When my husband Meakin’s birthday rolled around this year, we wanted to do something extra special because it was one of those “milestone” years that calls for a celebration. We tossed a lot of ideas around, but finally decided to throw an intimate little birthday dinner party at one of our favorite restaurants in Florida – Bistro 41.
Bistro 41 is an upscale yet casually elegant bistro-style restaurant located in the Bell Tower Shoppes in Fort Myers, Florida, and was established in 1997. We’ve dined there on numerous occasions and have always had an excellent meal and excellent service. I particularly like the relaxing atmosphere of the dining room and the colorful artwork displayed throughout the room.
We’ve also gotten to know the chef a little. So for this special occasion, we made an appointment with Chef Reiner Drygaka and sat down one afternoon to discuss our ideas for the menu. Chef Reiner is the kind of chef that’s easy to visit with, very easy going, and, best of all, full of great ideas. We explained that this was a very special birthday, there would be four of us, we would like to dine in their small private dining area, and we wanted something a bit out of the ordinary. Meakin added that his brother would be flying down from New York for the occasion and was accustomed to dining in gourmet restaurants and we wanted the chef to impress him. Here’s the wine birthday Surf & Turf dinner Chef Reiner suggested and it was a real success.
To begin the meal, we all toasted the birthday boy with flutes of dry Louis Perdier Brut champagne and dined on a spring salad of baby field greens with fresh mixed berries, topped with Chevre goat cheese and candied pecans, drizzled with a light, slightly tangy raspberry vinaigrette.
At first I was a bit concerned that the butter poached lobster would be too rich as the main course, but since the chef served the lobsters and tournedos of beef over a creamy herbed risotto and accompanied them with sautéed Swiss chard and Belgium endive finished in a citrus beurre blanc sauce, it was a perfect balance of flavors and textures. The wine was a McMannis Pinot Noir from California, a rich deep Pinot with a slight hint of fruit and Asian flavors.
One of our desires was to finish the meal with a light dessert and emphasized no birthday cake with candles or anything heavy. Chef Reiner suggested a cheese plate of Maytag blue accompanied with fresh strawberries served with a swirl of chocolate ganache. The St.

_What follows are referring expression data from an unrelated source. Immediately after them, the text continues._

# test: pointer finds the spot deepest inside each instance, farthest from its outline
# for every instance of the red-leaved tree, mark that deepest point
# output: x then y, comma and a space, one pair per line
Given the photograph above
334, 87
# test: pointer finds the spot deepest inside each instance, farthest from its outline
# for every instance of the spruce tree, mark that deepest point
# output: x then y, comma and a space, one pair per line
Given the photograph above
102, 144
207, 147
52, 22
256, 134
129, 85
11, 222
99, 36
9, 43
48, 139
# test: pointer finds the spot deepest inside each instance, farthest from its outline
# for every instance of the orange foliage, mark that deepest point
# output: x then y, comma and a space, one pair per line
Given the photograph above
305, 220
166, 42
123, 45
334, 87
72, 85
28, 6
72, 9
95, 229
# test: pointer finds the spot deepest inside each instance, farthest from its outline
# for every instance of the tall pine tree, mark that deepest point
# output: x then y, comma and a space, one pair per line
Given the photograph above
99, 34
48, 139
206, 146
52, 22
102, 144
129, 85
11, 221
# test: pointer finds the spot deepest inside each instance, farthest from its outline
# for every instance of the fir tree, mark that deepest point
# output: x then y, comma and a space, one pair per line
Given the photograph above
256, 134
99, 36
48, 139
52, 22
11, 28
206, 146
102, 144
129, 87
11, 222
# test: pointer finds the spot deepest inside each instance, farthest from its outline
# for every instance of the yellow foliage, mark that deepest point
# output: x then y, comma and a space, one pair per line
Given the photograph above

Supery Napa Cabernet Sauvignon was a luxurious young wine with hints of black berries and Cassis and also happens to be one of the chef’s personal favorite wines.
I always consider a dinner party a success when everyone goes home happy, smiling, and well fed. Here we are thanking Chef Reiner and our server at Bistro 41 for custom designing a wine dinner just for us. Happy birthday Meakin. May you have many, many more.